The researchers point out that their study has several limitations, including:
- this was an observational study, thus the results may be open to confounding factors such as income, diet, weight and alcohol use
- the MMSE was used to assess cognitive function; while this is a widely used measure, the researchers say it “is not sensitive to detect small changes in cognitive function”. It also does not assess some key domains of cognitive function, which may be more influenced by aspirin use, including executive functioning (such as the ability to plan and think strategically)

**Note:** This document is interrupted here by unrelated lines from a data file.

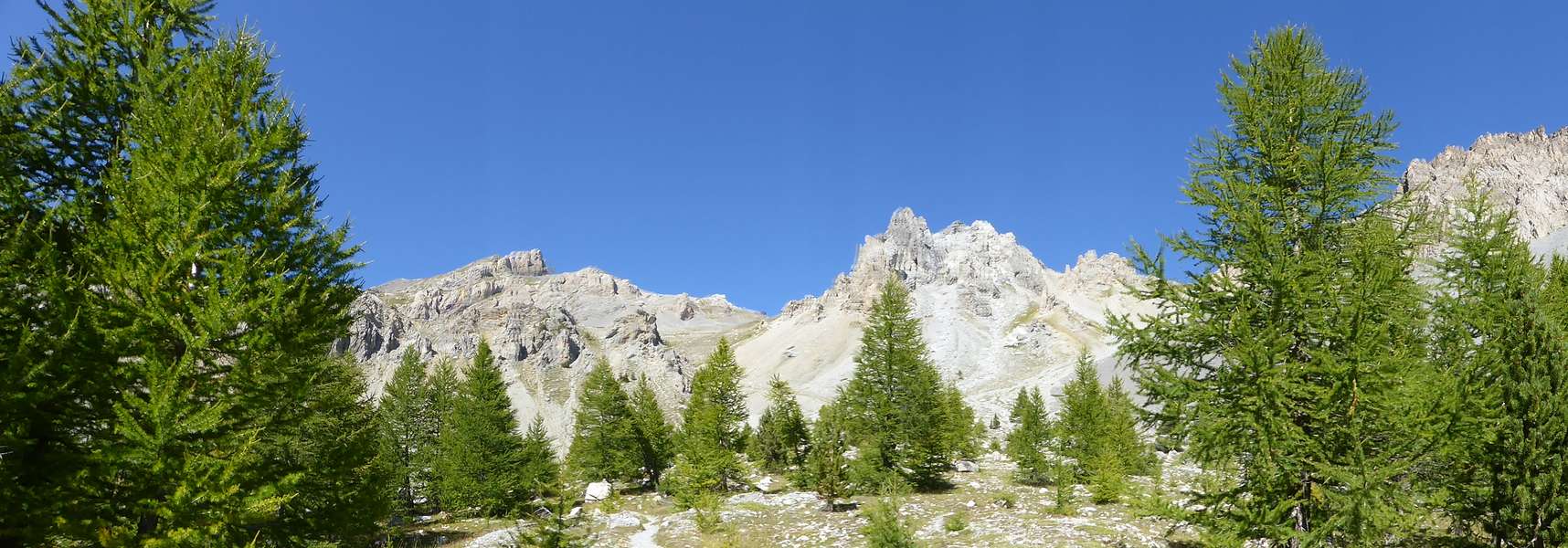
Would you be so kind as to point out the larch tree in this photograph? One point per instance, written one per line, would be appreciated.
(409, 431)
(604, 434)
(783, 433)
(711, 429)
(1292, 353)
(656, 444)
(482, 451)
(210, 291)
(893, 405)
(1506, 354)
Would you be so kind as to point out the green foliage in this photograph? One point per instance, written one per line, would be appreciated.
(961, 431)
(711, 433)
(827, 464)
(1506, 354)
(604, 437)
(1005, 500)
(1084, 416)
(705, 506)
(482, 453)
(1031, 437)
(168, 293)
(409, 427)
(894, 406)
(783, 434)
(886, 528)
(1294, 353)
(551, 523)
(538, 462)
(654, 436)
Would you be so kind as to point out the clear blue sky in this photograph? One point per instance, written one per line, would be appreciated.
(745, 148)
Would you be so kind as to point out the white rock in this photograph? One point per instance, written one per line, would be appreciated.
(623, 521)
(596, 492)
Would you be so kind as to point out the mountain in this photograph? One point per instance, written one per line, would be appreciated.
(993, 315)
(1524, 171)
(546, 329)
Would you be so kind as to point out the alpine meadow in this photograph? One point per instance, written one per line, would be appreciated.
(1307, 346)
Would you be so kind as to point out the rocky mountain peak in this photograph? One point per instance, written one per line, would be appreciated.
(993, 315)
(1524, 171)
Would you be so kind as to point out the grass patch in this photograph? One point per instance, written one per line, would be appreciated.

- selection bias may have been introduced if participants in the beginning stages of cognitive decline were less likely to use (and continue to use) low-dose aspirin on a daily basis
The researchers suggest that further studies be carried out to verify their findings, especially given the contradictory nature of the evidence around aspirin use and cognition and dementia among the elderly.
They suggest that a randomised control trial would be the most effective way to gather further evidence, but this may be problematic to conduct for ethical reasons (for example, not giving women at high risk of cardiovascular disease a treatment known to reduce that risk).
Overall, this study does not warrant the initiation of a daily aspirin regimen if not otherwise recommended. It is also inadvisable to start taking aspirin without first speaking to your GP, as there can be potentially serious side effects, such as ulcers and an increased risk of bleeding, and the elderly can be most at risk of these effects.